RESULTS: Thirty-six patients were randomized to standard monitoring and 38 to minimal monitoring. Sustained virological response at 12 weeks after the end of treatment was documented in 32 of 36 (89%) in the standard versus 37 of 38 (97%) in the minimal monitoring group. Staff time was nonsignificantly longer in the standard group (median 69 [interquartile range {IQR}, 54-80] versus 52 [IQR, 40-75] minutes). Patient satisfaction scores were not different (mean 9.8 of 10 standard versus 9.6 of 10 minimal group). There was no difference in adverse events or unplanned hospital visits; mean per-patient blood test costs were higher in the standard monitoring group ($432 versus $123, P < .001).
CONCLUSIONS: On-treatment monitoring with blood tests and clinic visits may not be necessary during sofosbuvir-based HCV treatment in selected patients.

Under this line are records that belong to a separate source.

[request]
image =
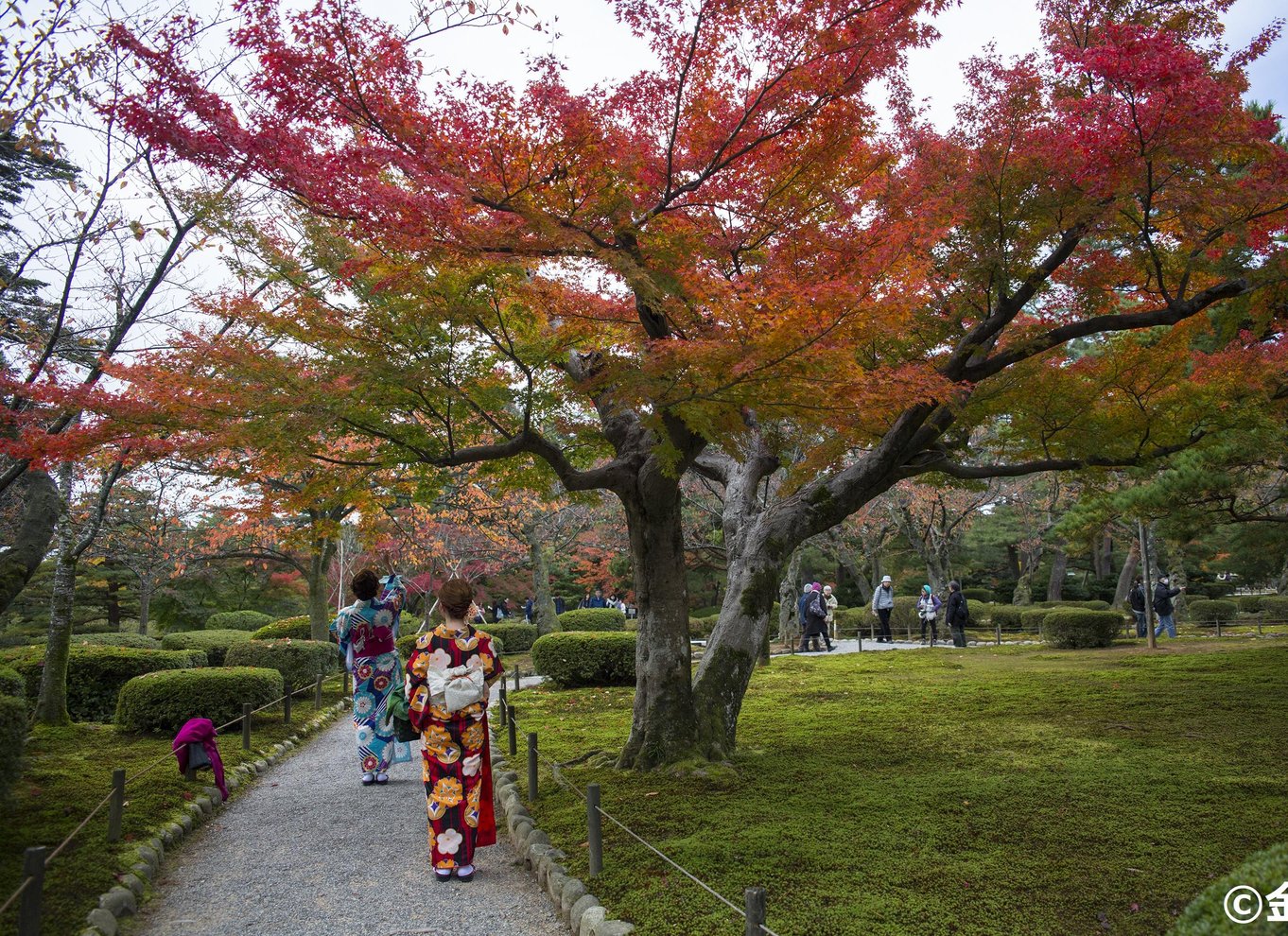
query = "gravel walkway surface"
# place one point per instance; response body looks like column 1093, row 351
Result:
column 310, row 850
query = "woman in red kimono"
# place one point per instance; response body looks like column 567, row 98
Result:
column 458, row 762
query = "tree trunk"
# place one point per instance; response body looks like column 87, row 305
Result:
column 320, row 597
column 1127, row 575
column 543, row 601
column 42, row 508
column 1059, row 566
column 664, row 719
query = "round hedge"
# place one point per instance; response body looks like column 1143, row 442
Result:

The World Health Organization launched the first global health strategy on viral hepatitis in 2016 with ambitious targets of achieving an 80% reduction in the incidence of hepatitis C virus (HCV) infection and a 65% reduction in HCV-related mortality by 2030 [1]. This is feasible because the advent of direct-acting antiviral (DAA) therapy means that, in contrast to earlier interferon-based regimens, almost all people are now suitable for treatment and cure rates are over 90%. However, for the WHO targets to be achievable, simplified models of care are essential to enable broader access to treatment. Evidence to support the safety, acceptability, and noninferiority of less frequent monitoring during treatment is crucial to support the rapid development and scale up of innovative models of care.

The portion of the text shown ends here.